Transactions are a fundamental concept of all database systems.
The essential point of a transaction is that it bundles multiple steps into a single,
all-or-nothing operation. The intermediate states between the steps are not visible to other
concurrent transactions, and if some failure occurs that prevents the transaction from
completing, then none of the steps affect the database at all.
For example, consider a bank database that contains balances for various customer
accounts, as well as total deposit balances for branches. Suppose that we want to record a
payment of $100.00 from Alice's account to Bob's account.
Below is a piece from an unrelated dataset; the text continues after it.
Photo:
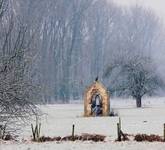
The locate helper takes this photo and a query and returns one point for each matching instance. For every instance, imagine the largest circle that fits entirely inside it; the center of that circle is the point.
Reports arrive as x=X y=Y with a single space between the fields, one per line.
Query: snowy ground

Simplifying outrageously, the SQL
commands for this might look like
UPDATE accounts SET balance = balance - 100.00
WHERE name = 'Alice';
UPDATE branches SET balance = balance - 100.00
WHERE name = (SELECT branch_name FROM accounts WHERE name = 'Alice');
UPDATE accounts SET balance = balance + 100.00
WHERE name = 'Bob';
UPDATE branches SET balance = balance + 100.00
WHERE name = (SELECT branch_name FROM accounts WHERE name = 'Bob');
The details of these commands are not important here; the important point is that there
are several separate updates involved to accomplish this rather simple operation. Our bank's
officers will want to be assured that either all these updates happen, or none of them
happen. It would certainly not do for a system failure to result in Bob receiving $100.00
that was not debited from Alice. Nor would Alice long remain a happy customer if she was
debited without Bob being credited. We need a guarantee that if something goes wrong partway
through the operation, none of the steps executed so far will take effect. Grouping the
updates into a transaction gives us this guarantee. A transaction
is said to be atomic: from the point of view of other transactions,
it either happens completely or not at all.
We also want a guarantee that once a transaction is completed and acknowledged by the
database system, it has indeed been permanently recorded and won't be lost even if a crash
ensues shortly thereafter. For example, if we are recording a cash withdrawal by Bob, we do
not want any chance that the debit to his account will disappear in a crash just as he walks
out the bank door. A transactional database guarantees that all the updates made by a
transaction are logged in permanent storage (i.e., on disk) before the transaction is
reported complete.
Another important property of transactional databases is closely related to the notion of
atomic updates: when multiple transactions are running concurrently, each one should not be
able to see the incomplete changes made by others. For example, if one transaction is busy
totalling all the branch balances, it would not do for it to include the debit from Alice's
branch but not the credit to Bob's branch, nor vice versa. So transactions must be
all-or-nothing not only in terms of their permanent effect on the database, but also in
terms of their visibility as they happen. The updates made so far by an open transaction are
invisible to other transactions until the transaction completes, whereupon all the updates
become visible simultaneously.
In PostgreSQL, a transaction is set up by surrounding
the SQL commands of the transaction with BEGIN and COMMIT commands. So our banking transaction would actually look like
BEGIN;
UPDATE accounts SET balance = balance - 100.00
WHERE name = 'Alice';
-- etc etc
COMMIT;
If, partway through the transaction, we decide we don't want to commit (perhaps we just
noticed that Alice's balance went negative), we can issue the command ROLLBACK
instead of COMMIT, and all our updates so far will be canceled.
PostgreSQL actually treats every SQL statement as being
executed within a transaction. If you don't issue a BEGIN command,
then each individual statement has an implicit BEGIN and (if
successful) COMMIT wrapped around it. A group of statements
surrounded by BEGIN and COMMIT is
sometimes called a transaction block.
Note: Some client libraries issue BEGIN and COMMIT commands automatically, so that you may get the effect of
transaction blocks without asking. Check the documentation for the interface you are
using.